Department of Biostatistics, Johns Hopkins Bloomberg School of Public Health, 615 North Wolfe Street, E3527, Baltimore, MD 21205, USA.
Genome Med. 2010 Dec 10;2(12):87. doi: 10.1186/gm208.
Considerable time and effort has been spent in developing analysis and quality assessment methods to allow the use of microarrays in a clinical setting. As is the case for microarrays and other high-throughput technologies, data from new high-throughput sequencing technologies are subject to technological and biological biases and systematic errors that can impact downstream analyses. Only when these issues can be readily identified and reliably adjusted for will clinical applications of these new technologies be feasible.

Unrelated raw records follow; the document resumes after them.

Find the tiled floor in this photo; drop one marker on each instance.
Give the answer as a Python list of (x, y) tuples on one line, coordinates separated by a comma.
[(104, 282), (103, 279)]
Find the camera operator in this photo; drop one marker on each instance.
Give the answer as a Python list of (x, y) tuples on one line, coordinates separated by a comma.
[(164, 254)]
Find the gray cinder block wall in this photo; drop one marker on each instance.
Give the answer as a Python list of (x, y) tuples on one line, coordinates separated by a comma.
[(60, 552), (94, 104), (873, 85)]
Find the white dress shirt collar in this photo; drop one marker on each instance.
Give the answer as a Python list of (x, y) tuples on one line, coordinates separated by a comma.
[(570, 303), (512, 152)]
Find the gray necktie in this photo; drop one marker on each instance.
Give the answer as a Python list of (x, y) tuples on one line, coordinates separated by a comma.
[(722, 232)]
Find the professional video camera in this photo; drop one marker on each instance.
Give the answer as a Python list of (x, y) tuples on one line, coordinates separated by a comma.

Although much work remains to be done in this area, we describe consistently observed biases that should be taken into account when analyzing high-throughput sequencing data. In this article, we review current knowledge about these biases, discuss their impact on analysis results, and propose solutions.
在开发分析和质量评估方法以允许将微阵列用于临床环境方面已经投入了相当多的时间和精力。与微阵列和其他高通量技术一样,来自新的高通量测序技术的数据受到技术和生物偏见以及系统误差的影响,这些偏差和误差可能会影响下游分析。只有当这些问题能够轻易识别并可靠地调整时,这些新技术的临床应用才是可行的。尽管在这一领域还有很多工作要做,但我们描述了在分析高通量测序数据时应考虑的一致观察到的偏差。在本文中,我们回顾了当前关于这些偏差的知识,讨论了它们对分析结果的影响,并提出了解决方案。